The announcement by Microsoft that Windows 8 and Windows Phone 8 will share a common core should not come as a surprise. This is where the industry as a whole is moving towards, a world where the once-impermeable walls between mobile and non-mobile ecosystems are suddenly shattered, a paradigm shift initiated by consumers (rather than sysadmins or IT directors).
There are a few points worth investigating though. Windows Phone 8 ONLY works on ARM-based processors at the moment (Qualcomm Snapdragon S4 Plus) and the fact that Windows 8 and Windows Phone 8 have common DNA means that ARM, rather than Intel, is in the driving seat as it stands.
The exponential performance growth of mobile processors (which may soon be supplanted by heterogeneous systems combining GPU and CPU) makes it attractive to Microsoft to shift from a single partner (Intel) to one where competition is the norm and Microsoft can call the shots (don't forget that Microsoft also happens to have an architectural license for ARM).
Also of interest is the fact that Microsoft has released two versions of Windows 8; the x86 version and Windows RT, the ARM-based version which is Microsoft's non-legacy OS.

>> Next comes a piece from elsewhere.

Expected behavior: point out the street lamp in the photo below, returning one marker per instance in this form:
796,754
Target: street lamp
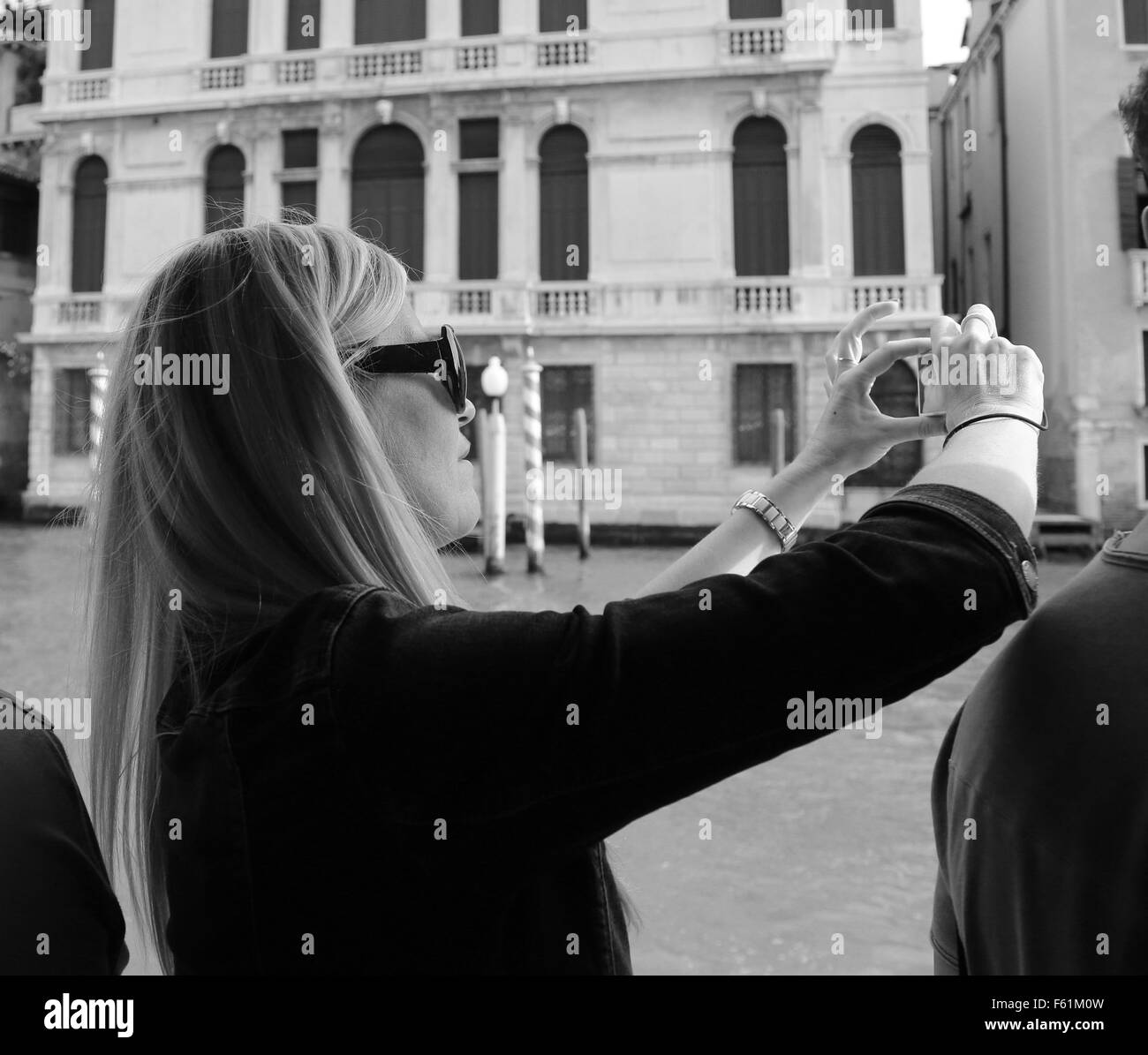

The latter will allow the software giant to migrate away from any legacy-linked issues and from x86 to one where mobile attributes (long battery life, always on, apps, touch friendly) are fundamental to any user experience.
The bottom line is that Windows 9, to be released sometimes in 2015, is likely to be the first major OS from Microsoft that will work both on tethered or untethered devices, from a smartphone to a workstation, with Windows Server taking over from servers, to mainframe and super computers.